In principle, actors are not supposed to appear in sequence diagrams, since these diagrams are meant according to the UML specs to represent interactions within an enclosing classifier (see discussion around admiraalit's answer and here).

But it is a common and accepted practice, especially if the other interacting elements are sub-systems or higher-level components, as you can see in some examples here. And one could also argue that the enclosing classifier is the business system (i.e. the company with its users and IT systems). But be aware that the semantic of your diagram is then ambiguous: does the actor represent an UI class ? or does it represent the real user ? In which case whata are the semantic of synchronous vs. asynchronous messages ?

If your homework is about UML, you should better avoid it. If it is about design, you could keep it, but ....

What is the added value of your sequence diagram ?

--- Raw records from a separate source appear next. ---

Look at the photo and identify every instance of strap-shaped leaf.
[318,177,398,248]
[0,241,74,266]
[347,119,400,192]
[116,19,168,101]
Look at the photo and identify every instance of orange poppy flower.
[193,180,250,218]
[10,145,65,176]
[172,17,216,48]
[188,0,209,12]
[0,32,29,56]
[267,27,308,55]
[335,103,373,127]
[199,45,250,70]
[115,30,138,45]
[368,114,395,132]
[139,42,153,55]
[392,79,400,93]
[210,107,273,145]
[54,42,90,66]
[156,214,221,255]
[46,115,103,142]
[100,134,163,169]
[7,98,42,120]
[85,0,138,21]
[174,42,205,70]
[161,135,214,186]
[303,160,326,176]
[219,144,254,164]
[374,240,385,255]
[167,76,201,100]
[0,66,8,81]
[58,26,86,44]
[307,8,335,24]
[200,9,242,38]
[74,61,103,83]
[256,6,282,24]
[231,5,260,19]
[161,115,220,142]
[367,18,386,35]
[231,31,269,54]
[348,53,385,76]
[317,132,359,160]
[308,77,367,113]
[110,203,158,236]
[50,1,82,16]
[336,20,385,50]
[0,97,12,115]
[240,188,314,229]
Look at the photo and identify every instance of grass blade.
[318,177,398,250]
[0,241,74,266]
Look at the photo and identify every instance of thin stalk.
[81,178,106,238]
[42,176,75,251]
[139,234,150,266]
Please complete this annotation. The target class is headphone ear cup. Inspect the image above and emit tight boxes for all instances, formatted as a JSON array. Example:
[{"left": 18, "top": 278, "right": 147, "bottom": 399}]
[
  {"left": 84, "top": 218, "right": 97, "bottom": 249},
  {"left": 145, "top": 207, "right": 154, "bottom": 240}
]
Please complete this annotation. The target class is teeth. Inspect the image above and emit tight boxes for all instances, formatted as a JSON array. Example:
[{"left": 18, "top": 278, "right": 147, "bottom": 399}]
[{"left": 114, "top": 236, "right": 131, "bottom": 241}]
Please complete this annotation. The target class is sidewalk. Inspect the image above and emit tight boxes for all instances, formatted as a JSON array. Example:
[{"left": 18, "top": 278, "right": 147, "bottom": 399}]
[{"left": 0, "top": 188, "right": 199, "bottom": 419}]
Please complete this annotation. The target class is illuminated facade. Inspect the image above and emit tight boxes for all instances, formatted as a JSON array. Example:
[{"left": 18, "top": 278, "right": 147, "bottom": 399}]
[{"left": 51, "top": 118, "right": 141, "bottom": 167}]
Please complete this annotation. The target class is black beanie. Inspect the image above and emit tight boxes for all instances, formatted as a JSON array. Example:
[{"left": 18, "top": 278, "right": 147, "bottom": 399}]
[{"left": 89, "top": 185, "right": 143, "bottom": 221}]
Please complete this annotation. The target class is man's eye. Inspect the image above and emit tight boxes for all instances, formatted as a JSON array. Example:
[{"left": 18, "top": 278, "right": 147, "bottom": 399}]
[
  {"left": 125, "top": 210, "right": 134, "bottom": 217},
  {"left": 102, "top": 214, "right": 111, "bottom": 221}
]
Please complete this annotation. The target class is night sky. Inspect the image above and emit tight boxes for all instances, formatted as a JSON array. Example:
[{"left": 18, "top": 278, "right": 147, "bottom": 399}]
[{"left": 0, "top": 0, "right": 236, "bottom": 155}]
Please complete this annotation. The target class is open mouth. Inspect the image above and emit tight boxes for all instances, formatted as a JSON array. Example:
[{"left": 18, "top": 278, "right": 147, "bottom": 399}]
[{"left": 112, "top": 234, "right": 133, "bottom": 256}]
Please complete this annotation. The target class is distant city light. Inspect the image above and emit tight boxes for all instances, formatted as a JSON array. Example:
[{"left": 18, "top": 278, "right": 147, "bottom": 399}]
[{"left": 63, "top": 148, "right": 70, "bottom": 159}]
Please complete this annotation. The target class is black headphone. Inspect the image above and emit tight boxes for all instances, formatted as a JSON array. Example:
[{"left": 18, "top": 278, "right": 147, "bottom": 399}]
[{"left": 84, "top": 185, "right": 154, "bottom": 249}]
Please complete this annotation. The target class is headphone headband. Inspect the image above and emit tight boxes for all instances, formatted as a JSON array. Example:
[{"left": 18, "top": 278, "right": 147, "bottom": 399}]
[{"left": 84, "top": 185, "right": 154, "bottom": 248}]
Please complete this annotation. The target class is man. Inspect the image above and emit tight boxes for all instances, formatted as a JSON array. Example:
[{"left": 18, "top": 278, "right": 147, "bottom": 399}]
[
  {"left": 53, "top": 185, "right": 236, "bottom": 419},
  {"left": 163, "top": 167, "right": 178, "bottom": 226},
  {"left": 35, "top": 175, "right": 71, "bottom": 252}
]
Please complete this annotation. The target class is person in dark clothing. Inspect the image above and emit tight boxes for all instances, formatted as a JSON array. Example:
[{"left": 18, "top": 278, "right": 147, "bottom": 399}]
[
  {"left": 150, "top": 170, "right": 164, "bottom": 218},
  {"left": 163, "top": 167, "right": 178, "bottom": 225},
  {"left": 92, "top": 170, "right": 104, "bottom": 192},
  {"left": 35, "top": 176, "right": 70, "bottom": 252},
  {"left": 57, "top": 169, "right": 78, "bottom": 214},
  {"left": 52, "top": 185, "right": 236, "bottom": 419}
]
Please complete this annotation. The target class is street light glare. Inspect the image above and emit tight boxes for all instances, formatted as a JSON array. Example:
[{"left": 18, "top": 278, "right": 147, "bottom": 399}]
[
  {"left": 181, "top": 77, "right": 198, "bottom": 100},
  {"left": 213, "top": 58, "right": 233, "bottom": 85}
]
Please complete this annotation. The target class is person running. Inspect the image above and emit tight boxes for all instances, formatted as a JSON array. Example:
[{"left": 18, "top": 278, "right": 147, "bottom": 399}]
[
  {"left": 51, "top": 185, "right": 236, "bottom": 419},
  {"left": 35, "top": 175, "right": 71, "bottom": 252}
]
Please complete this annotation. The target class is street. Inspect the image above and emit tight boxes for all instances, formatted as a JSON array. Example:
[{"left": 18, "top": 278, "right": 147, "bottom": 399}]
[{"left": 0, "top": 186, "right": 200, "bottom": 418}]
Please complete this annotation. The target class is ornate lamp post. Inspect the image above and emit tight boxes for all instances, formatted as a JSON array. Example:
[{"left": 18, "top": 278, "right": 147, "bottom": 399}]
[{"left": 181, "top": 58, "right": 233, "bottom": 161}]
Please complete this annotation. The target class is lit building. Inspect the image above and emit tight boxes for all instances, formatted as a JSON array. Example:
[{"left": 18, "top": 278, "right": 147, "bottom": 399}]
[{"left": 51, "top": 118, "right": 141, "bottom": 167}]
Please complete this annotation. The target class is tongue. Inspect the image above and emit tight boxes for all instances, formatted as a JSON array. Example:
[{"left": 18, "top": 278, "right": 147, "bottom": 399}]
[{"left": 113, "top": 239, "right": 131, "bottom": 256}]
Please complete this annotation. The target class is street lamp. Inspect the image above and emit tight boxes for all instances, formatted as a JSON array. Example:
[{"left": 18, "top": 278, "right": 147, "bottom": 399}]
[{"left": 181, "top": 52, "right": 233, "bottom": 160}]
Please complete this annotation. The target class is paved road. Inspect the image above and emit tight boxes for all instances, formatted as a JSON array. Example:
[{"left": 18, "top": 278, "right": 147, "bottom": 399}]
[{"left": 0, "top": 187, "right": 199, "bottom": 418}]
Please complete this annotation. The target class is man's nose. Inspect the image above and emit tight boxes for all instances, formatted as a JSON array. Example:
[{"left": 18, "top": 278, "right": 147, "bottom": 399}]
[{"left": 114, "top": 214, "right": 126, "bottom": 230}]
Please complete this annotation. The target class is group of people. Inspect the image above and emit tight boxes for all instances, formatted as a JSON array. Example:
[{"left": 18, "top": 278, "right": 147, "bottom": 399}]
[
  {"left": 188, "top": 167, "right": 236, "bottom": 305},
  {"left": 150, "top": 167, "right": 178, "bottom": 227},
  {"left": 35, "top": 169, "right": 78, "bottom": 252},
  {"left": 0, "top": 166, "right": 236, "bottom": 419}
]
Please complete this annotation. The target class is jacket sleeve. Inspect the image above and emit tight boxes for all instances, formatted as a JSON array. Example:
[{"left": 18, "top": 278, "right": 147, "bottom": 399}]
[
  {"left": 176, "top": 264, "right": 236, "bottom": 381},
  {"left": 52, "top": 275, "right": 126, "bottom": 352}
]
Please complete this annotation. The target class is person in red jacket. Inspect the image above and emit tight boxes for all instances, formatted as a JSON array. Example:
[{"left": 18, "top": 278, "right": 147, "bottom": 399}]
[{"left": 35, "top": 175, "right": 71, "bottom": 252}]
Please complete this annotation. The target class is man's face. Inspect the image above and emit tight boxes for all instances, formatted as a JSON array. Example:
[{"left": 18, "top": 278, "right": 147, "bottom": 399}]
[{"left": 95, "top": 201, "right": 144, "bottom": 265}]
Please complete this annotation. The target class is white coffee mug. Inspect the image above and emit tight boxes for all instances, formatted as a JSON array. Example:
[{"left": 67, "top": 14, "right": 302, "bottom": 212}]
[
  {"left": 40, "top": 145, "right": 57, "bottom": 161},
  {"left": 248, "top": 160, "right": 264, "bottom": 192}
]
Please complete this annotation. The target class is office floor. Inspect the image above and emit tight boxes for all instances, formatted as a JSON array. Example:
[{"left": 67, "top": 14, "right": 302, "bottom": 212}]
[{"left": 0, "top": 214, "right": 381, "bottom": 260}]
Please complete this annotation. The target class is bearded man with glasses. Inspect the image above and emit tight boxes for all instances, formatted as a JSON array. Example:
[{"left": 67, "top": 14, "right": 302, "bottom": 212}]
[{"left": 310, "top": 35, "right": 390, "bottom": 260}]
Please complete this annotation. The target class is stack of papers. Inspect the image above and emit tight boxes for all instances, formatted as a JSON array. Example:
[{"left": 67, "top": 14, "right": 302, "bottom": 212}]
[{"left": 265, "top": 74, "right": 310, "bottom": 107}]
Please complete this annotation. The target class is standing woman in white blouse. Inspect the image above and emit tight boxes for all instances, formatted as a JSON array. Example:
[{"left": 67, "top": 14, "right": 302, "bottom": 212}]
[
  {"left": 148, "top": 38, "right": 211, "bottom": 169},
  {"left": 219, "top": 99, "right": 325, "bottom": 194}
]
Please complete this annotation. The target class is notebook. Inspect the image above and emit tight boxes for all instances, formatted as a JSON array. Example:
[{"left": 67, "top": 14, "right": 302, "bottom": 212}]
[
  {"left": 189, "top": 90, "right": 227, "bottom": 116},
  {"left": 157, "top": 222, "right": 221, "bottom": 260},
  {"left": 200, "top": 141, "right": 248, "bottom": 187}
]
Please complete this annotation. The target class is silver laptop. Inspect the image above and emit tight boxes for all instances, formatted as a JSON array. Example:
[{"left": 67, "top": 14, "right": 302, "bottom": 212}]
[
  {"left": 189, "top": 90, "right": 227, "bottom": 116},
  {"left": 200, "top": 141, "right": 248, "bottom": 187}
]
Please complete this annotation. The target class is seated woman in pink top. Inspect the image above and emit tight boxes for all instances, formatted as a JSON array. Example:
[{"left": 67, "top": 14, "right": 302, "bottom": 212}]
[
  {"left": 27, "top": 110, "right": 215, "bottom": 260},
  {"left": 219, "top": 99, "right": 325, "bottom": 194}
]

What does your diagram add to the narrative of your track shipped product use case ? And what is the responsibility of the DeliveredProduct class: is it an entity ? is it responsible for the user interface ? what is the relationship with the storage class ?

Other approach

You could follow the EBC approach:

  • Decompose the use case into three groups of classes: Boundary (User-interface or API for external system), TrackProduct (Control = use case), and Product as well as Storage since these are obviously persistent data of your domain model (Entities).
  • Adapt your class diagram accordingly
  • Make a sequence diagram without actors, but with the boundary, the control and the entities. If you have decomposed your use cases, you may also involve control classes corresponding to the sub-use cases.

This has the advantage of being UML compliant without any doubt, and clarify the responsibilities of each class.

If you'd still want to show your user on the diagram, make sure that it communicates only with the boundary class and never ever with another one. In this case you could still argue UML compliance but avoid ambiguity.

Note that this would be an alternative to the robsustness diagram that are not UML but still a powerful tool based on a communication diagram.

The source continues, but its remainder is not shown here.